Y en ese momento, horrorizado, vio que por doquier se alzaban manos hasta su persona intentando apoderarse del caballo para huir. Su fin sería morir destrozado a manos de aquella canalla enloquecida.

Y no pensó en otra cosa más que en escapar de aquellas manos ávidas; golpeó a diestro y siniestro con la espada cortando dedos y aún tuvo tiempo de asombrarse al comprobar que la chusma apenas lo notaba, hasta que volvió grupas y escapó por el mismo camino por el que había llegado.

Los ilirios huían a la desesperada y la única salida era el paso de acceso a la planicie del combate, lleno de peñascos salvo en el centro, un hueco apenas practicable para una columna de cinco en fondo. Y ahora aquel estrecho pasaje estaba taponado y los soldados de infantería ascendían por las laderas de las colinas para escapar de la caballería macedonia que efectuaba enérgicas pasadas de un lado a otro de la boca, matando a todo el que encontraba a su paso. Los cadáveres obstaculizaban tanto o más que las rocas. Y sobre ellos —y los cuerpos de los vivos que morían aplastados por los más afortunados o más despiadados— Pleuratos azuzó a su caballo, del que se había apoderado el pánico generalizado y era innecesario espolearle, y trató de abrirse camino con la espada, maldiciendo como un demonio, ciego de miedo y furor. Sólo los dioses saben a cuántos de sus propios hombres hirió y mató.

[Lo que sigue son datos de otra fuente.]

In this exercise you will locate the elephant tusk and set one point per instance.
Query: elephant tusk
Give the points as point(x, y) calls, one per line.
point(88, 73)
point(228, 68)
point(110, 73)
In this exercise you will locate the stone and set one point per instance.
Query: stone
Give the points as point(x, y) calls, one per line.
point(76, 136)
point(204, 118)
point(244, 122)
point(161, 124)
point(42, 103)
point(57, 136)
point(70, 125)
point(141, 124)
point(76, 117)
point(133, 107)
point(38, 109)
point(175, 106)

Tardó lo que le pareció una eternidad en abrirse paso en una distancia de apenas cien pasos, y en cuanto vio que el terreno se abría ante él, su corazón se inundó de euforia. Estaba libre. Nadie le cortaba el paso y, sin duda, sus perseguidores se verían enredados en aquella masa de ilirios en derrota. Dejó que el caballo continuase su enloquecido galope sin tratar de frenarlo.

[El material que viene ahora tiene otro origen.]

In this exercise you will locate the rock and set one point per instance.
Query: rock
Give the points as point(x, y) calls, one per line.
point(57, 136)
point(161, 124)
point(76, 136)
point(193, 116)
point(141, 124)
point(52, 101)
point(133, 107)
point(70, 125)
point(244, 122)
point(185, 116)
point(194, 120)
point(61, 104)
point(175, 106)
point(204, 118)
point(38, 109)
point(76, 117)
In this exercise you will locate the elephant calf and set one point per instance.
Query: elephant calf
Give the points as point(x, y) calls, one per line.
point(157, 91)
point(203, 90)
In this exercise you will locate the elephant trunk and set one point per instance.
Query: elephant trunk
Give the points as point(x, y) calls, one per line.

Pero la suerte, cuando ha abandonado a una persona, nunca vuelve. No haría media hora que había dejado el paso a sus espaldas, cuando el animal tropezó y le tiró al suelo, quizás buscando su propia libertad, para después alejarse con un desgarbado trote, casi cojeando. El despreciable corcel ya se había perdido de vista cuando Pleuratos atinó a incorporarse y sentarse en tierra.

Era el final.

Aún se hallaba en el sitio de la caída, llorando desconsoladamente sin pudor, cuando, poco antes de la puesta del sol, dio con él una patrulla de caballería macedonia.